CZYLI JAK TO KRÓL
RZECZPOSPOLITEJ WŁADYSŁAW IV
PLANOWAŁ ODBUDOWAĆ DAWNE
CHRZEŚCIJAŃSKIE PAŃSTWO
W KONSTANTYNOPOLU
1645-(48)
RZECZPOSPOLITA
Cz. XI
14 sierpnia 1647 r. do Moskwy przybył poseł Rzeczpospolitej, kasztelan kijowski - Adam Kisiel (który jednak nie został upoważniony przez sejm roku 1647 w żadne prerogatywy do zawarcia sojuszu z carem moskiewskim, lecz jedynie miał omówić preliminaria do ewentualnych układów na przyszłość). Car Aleksy I przyjął go na audiencji 21 sierpnia (czyli 11 sierpnia według kalendarza juliańskiego, obowiązującego wówczas w Rosji). Poseł Kisiel miał jednak związane ręce, jako że nie mógł w imieniu Rzeczpospolitej zawierać żadnych układów, poza tym czekał jeszcze na pisarza wielkiego litewskiego, który miał niebawem dojechać do Moskwy (a który się tam w ogóle nie zjawił), tak więc po raz drugi został przyjęty na audiencji 9 września. Niczego nie uzyskał (bo i nie miał takich możliwości), a jedynie ogólne zapewnienia cara o przyjażni i chęci zawarcia sojuszu przeciwko hordzie tatarskiej (ale już nie przeciwko Turcji), z czym wydali się sami Rosjanie, mówiąc iż wysłali poselstwo do Stambułu, do sułtana i obiecali Tatarom zaległą daninę (Rosjanie w kwietniu 1646 r. wysłali pierwsze poselstwo do Konstantynopola, którego celem było przekonanie sułtana Ibrahima iż Moskwa nie z nim wojny, a jedynie o poskromienie hordy tatarskiej tu idzie. Spotkała się ona jednak z gniewem sułtana i posłowie zostali na jego rozkaz uwięzieni. Prawosławny archimandryta Konstantynopola - Amfiloch, pisał w ich sprawie do cara list z 4 listopada (25 października starego stylu) 1646 r., co spowodowało iż Aleksy wysłał w lutym 1647 r. kolejne poselstwo, które ponowiło chęć zawarcia pokoju i prosiło o uwolnienie poprzednich posłów. Sułtan tym razem wyraził chęć zawarcia traktatu pokojowego, ale więzionych posłów moskiewskich nie wypuścił. Potem w maju 1647 r. do Moskwy przybyło poselstwo tatarskie, któremu car zgodził się wypłacić zaległe daniny). Tak więc pobyt posła Adama Kisiela w Moskwie, ograniczył się jedynie do wzajemnych zapewnień o chęci udzielenia sobie pomocy w wypadku ataku Tatarów na jedno z owych państw, lecz nie doszło do formalnego zawarcia układu, na który wyrazić zgodę musiał sejm.

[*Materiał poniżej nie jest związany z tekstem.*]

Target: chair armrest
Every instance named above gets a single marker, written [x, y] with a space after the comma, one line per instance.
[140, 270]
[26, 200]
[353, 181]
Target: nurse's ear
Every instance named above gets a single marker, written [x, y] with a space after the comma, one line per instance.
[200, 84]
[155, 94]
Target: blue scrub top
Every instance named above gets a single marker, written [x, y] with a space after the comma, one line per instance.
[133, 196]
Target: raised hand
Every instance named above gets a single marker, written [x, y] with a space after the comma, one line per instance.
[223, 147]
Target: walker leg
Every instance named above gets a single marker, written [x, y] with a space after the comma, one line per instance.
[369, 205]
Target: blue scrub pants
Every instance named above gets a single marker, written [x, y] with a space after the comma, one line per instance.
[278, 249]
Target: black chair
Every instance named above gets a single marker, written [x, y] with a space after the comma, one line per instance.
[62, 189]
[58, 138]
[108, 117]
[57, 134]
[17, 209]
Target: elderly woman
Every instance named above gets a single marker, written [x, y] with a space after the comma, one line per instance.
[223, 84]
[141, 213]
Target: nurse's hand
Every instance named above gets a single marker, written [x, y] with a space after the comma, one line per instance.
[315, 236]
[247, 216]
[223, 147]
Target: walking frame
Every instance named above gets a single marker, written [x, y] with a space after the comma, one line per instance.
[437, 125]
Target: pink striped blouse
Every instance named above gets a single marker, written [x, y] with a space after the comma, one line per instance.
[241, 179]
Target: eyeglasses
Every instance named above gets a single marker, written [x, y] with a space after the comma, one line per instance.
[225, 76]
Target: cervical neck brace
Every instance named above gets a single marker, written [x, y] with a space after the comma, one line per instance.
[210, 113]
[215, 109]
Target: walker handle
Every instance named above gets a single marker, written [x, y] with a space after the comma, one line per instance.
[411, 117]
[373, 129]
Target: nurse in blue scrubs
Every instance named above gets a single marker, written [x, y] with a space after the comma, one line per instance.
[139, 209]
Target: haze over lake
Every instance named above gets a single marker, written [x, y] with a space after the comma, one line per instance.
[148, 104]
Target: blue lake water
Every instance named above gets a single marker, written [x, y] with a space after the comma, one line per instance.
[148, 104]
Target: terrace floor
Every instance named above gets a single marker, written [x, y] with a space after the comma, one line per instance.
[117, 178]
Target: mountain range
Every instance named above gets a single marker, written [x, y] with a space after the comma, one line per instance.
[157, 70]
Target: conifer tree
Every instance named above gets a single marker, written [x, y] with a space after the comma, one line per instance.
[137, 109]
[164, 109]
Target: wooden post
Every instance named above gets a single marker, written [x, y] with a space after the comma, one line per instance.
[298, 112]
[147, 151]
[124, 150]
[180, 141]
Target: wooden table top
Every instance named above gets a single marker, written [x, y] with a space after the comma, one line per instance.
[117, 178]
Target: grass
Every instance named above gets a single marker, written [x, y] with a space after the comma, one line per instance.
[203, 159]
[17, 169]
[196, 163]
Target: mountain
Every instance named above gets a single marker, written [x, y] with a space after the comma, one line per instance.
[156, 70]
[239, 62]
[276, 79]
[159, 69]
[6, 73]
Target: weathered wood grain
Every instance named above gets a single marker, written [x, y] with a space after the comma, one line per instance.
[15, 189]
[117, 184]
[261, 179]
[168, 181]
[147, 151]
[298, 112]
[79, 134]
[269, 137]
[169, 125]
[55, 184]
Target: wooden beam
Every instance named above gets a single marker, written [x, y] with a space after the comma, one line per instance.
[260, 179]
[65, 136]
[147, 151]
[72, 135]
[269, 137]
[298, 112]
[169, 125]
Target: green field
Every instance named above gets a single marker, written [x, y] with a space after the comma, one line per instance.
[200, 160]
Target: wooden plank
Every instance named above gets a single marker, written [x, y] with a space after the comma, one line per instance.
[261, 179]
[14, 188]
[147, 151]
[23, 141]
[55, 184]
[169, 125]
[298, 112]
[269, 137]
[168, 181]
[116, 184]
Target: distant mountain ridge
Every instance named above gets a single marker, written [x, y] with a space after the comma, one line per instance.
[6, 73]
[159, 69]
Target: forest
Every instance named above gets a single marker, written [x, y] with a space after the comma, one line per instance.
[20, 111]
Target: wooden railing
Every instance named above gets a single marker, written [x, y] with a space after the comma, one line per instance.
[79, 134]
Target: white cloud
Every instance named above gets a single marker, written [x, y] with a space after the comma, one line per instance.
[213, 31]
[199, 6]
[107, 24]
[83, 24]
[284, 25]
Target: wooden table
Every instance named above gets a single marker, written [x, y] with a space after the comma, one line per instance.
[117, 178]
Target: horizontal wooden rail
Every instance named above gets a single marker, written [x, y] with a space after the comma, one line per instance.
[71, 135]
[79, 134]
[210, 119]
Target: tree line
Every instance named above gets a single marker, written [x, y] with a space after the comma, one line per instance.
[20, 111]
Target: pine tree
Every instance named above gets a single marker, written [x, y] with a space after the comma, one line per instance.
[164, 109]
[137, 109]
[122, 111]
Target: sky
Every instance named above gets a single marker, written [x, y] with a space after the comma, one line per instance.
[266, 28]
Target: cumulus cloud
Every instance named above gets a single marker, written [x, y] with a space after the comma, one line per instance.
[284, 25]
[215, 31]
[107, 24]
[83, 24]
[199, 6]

Tymczasem pozycja Chantu Krymskiego znacznie podupadła w owym czasie. W latach 1645-1646 doszło tam do buntu bejów wobec władzy centralnej chana, który jednak Islam III Girej utopił we krwi. Ale z początkiem 1647 r. u granic Chantu stanęło nowe zagrożenie - 10 000 wojowników Ordy Kałmuckiej (wspartych przez Kozaków dońskich), zaczęło pustoszyć pograniczne tereny Chanatu i wycofali się dopiero w styczniu 1648 r. po kilku potyczkach. Chan Islam III uznał, iż zjednoczyć podzielony naród może tylko wówczas, gdy podejmie kolejna wyprawę wojenną przeciwko jednemu z dwóch państw - Rzeczpospolitej lub Moskwie. Problem polegał jednak na tym, iż nie było to teraz łatwe zadanie. Kraj był też mocno wyczerpany wieloletnimi wojnami i łupieżczymi napadami. W wielu wsiach i miastach brakowało mężczyzn, jako że z reguły podczas wypraw łupieżczych nie wracała nawet 1/3 wojowników. Wsie były więc zdominowane przez kobiety, często samotne, co powodowało że aby tego uniknąć, wychodziły one za mąż, za ludzi mających już po kilka żon, tym samym wielożeństwo stało się na Krymie czymś zupełnie powszechnym. Poza tym w połowie XVII wieku, żyło w Chanacie ok. 100 000 niewolników, wziętych w jasyr w ciągu kolejnych kampanii (historyk - Ewiliji Celebi podaje tutaj wprost nieprawdopodobne ilości 600 000 wziętych w jasyr niewolników, które jednak z pewnością były mocno zawyżone), których populacja wciąż wzrastała. Kraj nawiedzały zaś epidemie dżumy i klęski głodu (co spowodowało chociażby emigrację 30 000 tatarskich rodzin do Rumelii, gdzie szybko zasymilowali się oni z miejscowymi Turkami) które mocno przetrzebiły tatarską populację Krymu.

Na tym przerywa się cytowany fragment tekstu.